Scientific classification
- Kingdom: Animalia
- Phylum: Chordata
- Class: Aves
- Order: Piciformes
- Family: Lybiidae
- Genus: Pogonornis
- Species: P. dubius
- Binomial name: Pogonornis dubius (Gmelin, JF, 1788)
- Synonyms: Lybius dubius

= Bearded barbet =

- Genus: Pogonornis
- Species: dubius
- Authority: (Gmelin, JF, 1788)
- Conservation status: LC
- Synonyms: Lybius dubius

Species of bird

The bearded barbet (Pogonornis dubius) is an African barbet. Barbets are birds with a worldwide tropical distribution, although New World and Old World barbets are placed in different families. The barbets get their name from the bristles which fringe their heavy bills.

==Taxonomy==
The bearded barbet was formally described in 1788 by the German naturalist Johann Friedrich Gmelin in his revised and expanded edition of Carl Linnaeus's Systema Naturae.

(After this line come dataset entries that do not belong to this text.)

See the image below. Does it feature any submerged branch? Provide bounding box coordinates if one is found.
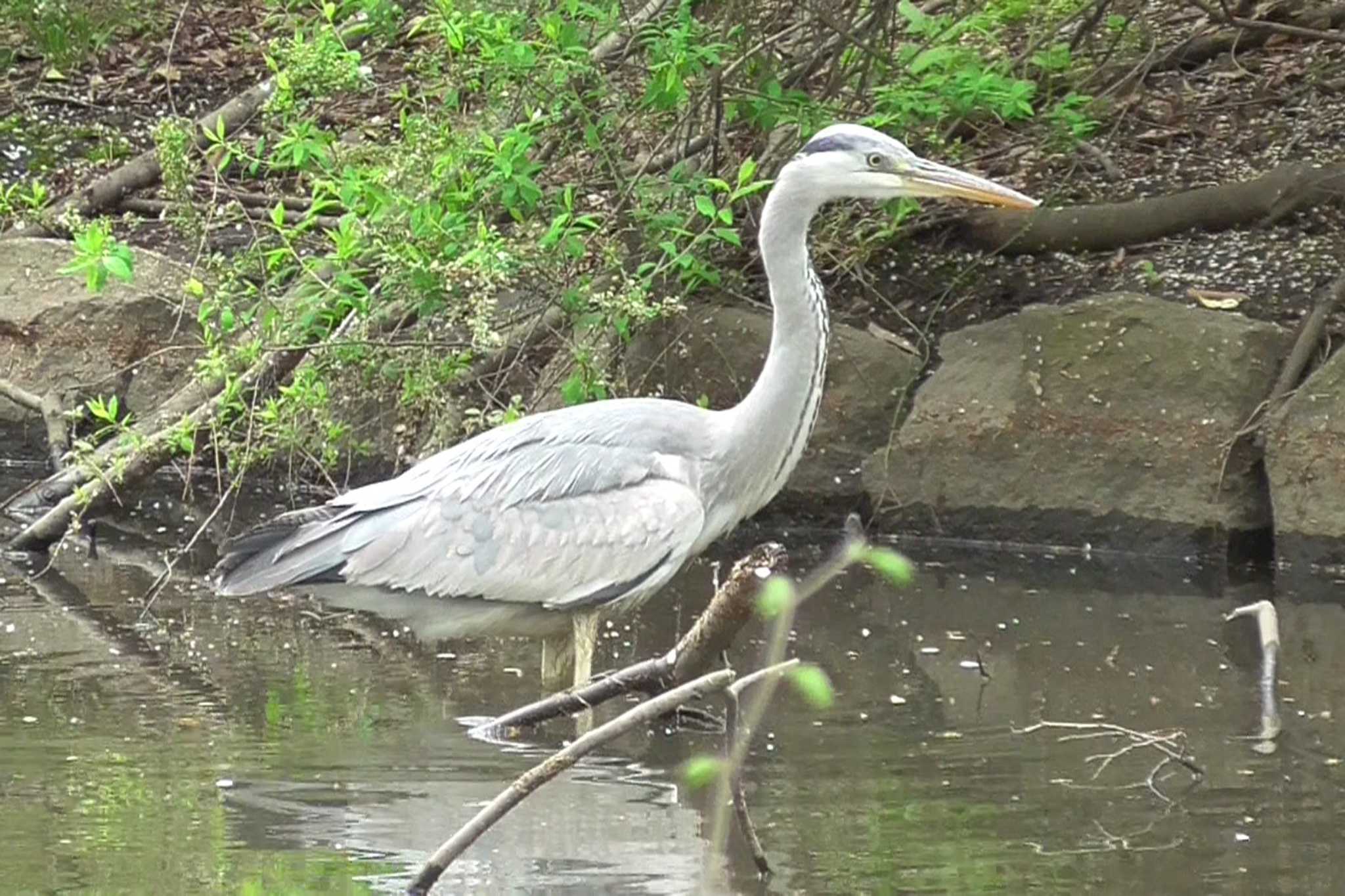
[406,669,734,896]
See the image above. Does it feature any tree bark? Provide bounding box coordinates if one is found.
[961,163,1345,255]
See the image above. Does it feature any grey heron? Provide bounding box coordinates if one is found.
[217,123,1037,683]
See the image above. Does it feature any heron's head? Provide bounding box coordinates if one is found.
[780,125,1037,208]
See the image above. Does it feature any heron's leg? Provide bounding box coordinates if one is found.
[542,637,571,691]
[573,610,598,688]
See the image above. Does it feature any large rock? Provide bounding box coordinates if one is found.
[0,239,198,456]
[624,305,920,517]
[865,294,1287,555]
[1266,352,1345,571]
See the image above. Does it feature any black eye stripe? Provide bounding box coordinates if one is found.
[799,136,854,156]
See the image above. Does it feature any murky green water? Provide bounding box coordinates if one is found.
[0,470,1345,893]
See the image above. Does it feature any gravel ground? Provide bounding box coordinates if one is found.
[0,0,1345,344]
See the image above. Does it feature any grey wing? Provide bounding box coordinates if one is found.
[220,439,705,608]
[342,470,705,610]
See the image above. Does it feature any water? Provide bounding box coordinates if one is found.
[0,470,1345,893]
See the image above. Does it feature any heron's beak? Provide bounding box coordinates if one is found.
[901,158,1037,208]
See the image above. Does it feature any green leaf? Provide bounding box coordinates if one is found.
[738,158,756,186]
[788,662,837,710]
[861,548,915,588]
[711,227,742,249]
[102,254,135,284]
[682,756,724,790]
[757,575,795,619]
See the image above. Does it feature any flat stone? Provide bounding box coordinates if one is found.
[0,239,200,457]
[865,293,1287,555]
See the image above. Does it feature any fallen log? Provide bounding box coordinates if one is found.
[961,163,1345,255]
[1149,0,1345,71]
[0,379,70,471]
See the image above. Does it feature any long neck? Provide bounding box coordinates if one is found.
[724,179,830,515]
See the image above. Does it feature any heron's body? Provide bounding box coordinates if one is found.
[218,125,1033,679]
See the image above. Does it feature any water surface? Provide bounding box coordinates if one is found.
[0,470,1345,893]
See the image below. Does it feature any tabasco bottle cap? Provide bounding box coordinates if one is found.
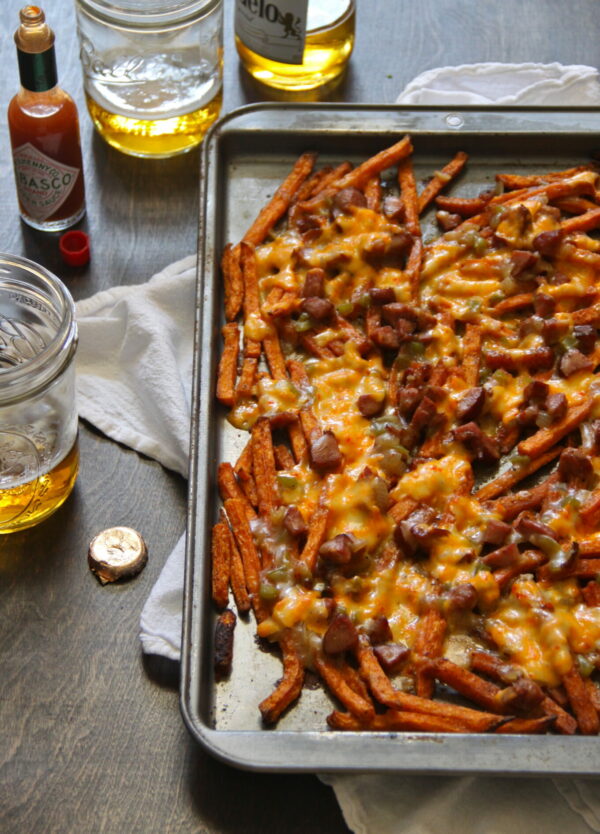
[58,229,90,266]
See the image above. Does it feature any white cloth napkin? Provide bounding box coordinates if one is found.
[77,255,196,660]
[77,64,600,834]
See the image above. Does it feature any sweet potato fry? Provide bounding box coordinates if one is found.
[233,438,258,509]
[475,446,563,501]
[494,715,556,735]
[258,634,304,724]
[314,654,375,722]
[327,709,469,733]
[224,498,261,605]
[563,666,600,736]
[412,607,447,698]
[357,639,499,733]
[300,479,329,572]
[226,524,251,614]
[518,397,594,458]
[560,207,600,235]
[211,520,231,608]
[398,158,421,237]
[461,324,481,388]
[217,322,240,408]
[433,658,507,713]
[217,463,256,519]
[243,153,316,246]
[419,151,469,214]
[252,417,280,516]
[221,243,244,321]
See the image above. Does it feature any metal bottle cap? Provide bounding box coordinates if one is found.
[88,527,148,585]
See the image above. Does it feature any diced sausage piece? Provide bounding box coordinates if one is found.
[559,348,594,378]
[362,614,393,646]
[382,194,404,221]
[532,229,562,255]
[356,394,384,417]
[514,511,558,541]
[301,296,335,321]
[309,431,342,470]
[454,422,500,463]
[369,287,396,304]
[385,232,413,261]
[371,324,400,350]
[541,319,568,345]
[319,533,354,565]
[333,187,367,214]
[435,211,462,232]
[373,643,410,672]
[590,419,600,455]
[283,504,308,538]
[533,292,556,319]
[500,677,544,713]
[481,518,512,544]
[410,397,437,431]
[482,542,520,570]
[396,319,416,342]
[523,379,550,405]
[302,266,325,298]
[402,362,432,388]
[323,614,358,654]
[517,405,540,429]
[423,385,446,404]
[456,388,485,421]
[573,324,596,354]
[445,582,479,611]
[558,449,594,489]
[397,388,422,418]
[545,391,569,423]
[381,301,419,324]
[214,608,236,678]
[510,249,538,278]
[363,237,389,266]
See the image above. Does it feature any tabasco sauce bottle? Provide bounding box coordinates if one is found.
[8,6,85,232]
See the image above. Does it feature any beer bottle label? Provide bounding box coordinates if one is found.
[13,142,81,221]
[235,0,308,64]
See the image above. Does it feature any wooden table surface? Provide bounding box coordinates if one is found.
[0,0,600,834]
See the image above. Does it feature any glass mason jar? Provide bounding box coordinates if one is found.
[0,253,79,533]
[76,0,223,158]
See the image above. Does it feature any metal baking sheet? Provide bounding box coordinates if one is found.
[181,104,600,776]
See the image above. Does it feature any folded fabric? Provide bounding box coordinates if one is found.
[396,63,600,107]
[77,64,600,834]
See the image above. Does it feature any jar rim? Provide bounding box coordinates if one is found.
[0,252,77,403]
[76,0,223,27]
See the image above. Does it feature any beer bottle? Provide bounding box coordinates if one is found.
[235,0,355,91]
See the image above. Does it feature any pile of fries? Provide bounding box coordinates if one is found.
[212,136,600,734]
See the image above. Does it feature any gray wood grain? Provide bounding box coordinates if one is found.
[0,0,600,834]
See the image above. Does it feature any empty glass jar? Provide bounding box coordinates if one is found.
[0,254,79,533]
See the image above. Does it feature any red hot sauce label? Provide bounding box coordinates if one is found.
[13,142,81,221]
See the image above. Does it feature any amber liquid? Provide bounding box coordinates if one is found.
[86,93,222,158]
[235,2,355,91]
[0,441,79,533]
[8,87,85,231]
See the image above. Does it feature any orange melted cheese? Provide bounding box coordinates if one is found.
[234,164,600,686]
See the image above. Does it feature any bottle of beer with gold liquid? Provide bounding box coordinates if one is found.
[235,0,355,91]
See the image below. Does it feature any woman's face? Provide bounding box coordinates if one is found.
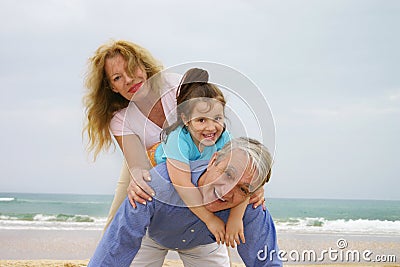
[104,54,147,100]
[183,100,224,151]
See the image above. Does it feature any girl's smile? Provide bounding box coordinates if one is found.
[183,99,224,152]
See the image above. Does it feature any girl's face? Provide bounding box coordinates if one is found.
[182,100,225,152]
[104,54,147,100]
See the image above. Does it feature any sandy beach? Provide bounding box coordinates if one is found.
[0,230,400,267]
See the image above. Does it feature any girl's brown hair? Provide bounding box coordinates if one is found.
[161,68,226,141]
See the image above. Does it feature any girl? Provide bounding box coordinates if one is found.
[154,68,249,247]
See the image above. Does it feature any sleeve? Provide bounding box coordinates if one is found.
[163,128,192,165]
[238,208,282,267]
[110,108,136,136]
[88,198,154,267]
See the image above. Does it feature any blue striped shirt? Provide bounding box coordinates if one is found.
[89,161,282,267]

He placed it with the puffbirds in the genus Bucco and coined the binomial name Bucco dubius. The specific epithet is Latin meaning "doubtful" or "dubious". John Latham had earlier included the species in his work A General Synopsis of Birds and had written "This bird inhabits the Coast of Barbary, and if of doubtful genus". Both Gmelin and Latham based their description on "Le Barbican" that had been described and illustrated in 1780 by the French polymath Comte de Buffon. The bearded barbet is now placed with 12 other barbets in the genus Lybius that was introduced in 1783 by the French naturalist Johann Hermann. The species is monotypic: no subspecies are recognised.

==Description==
This is a conspicuous, large barbet at 26 cm in overall length. It is fairly plump, with a short neck, large head and a shortish tail. The adult has a black crown, back, tail and breast band. The throat and belly are red and there is a yellow eye patch. The rump is white. The massive bill is very thick and yellow, and the well developed clump of bristles at its base give the species its name. Sexes are similar. The call is a growling scrawk.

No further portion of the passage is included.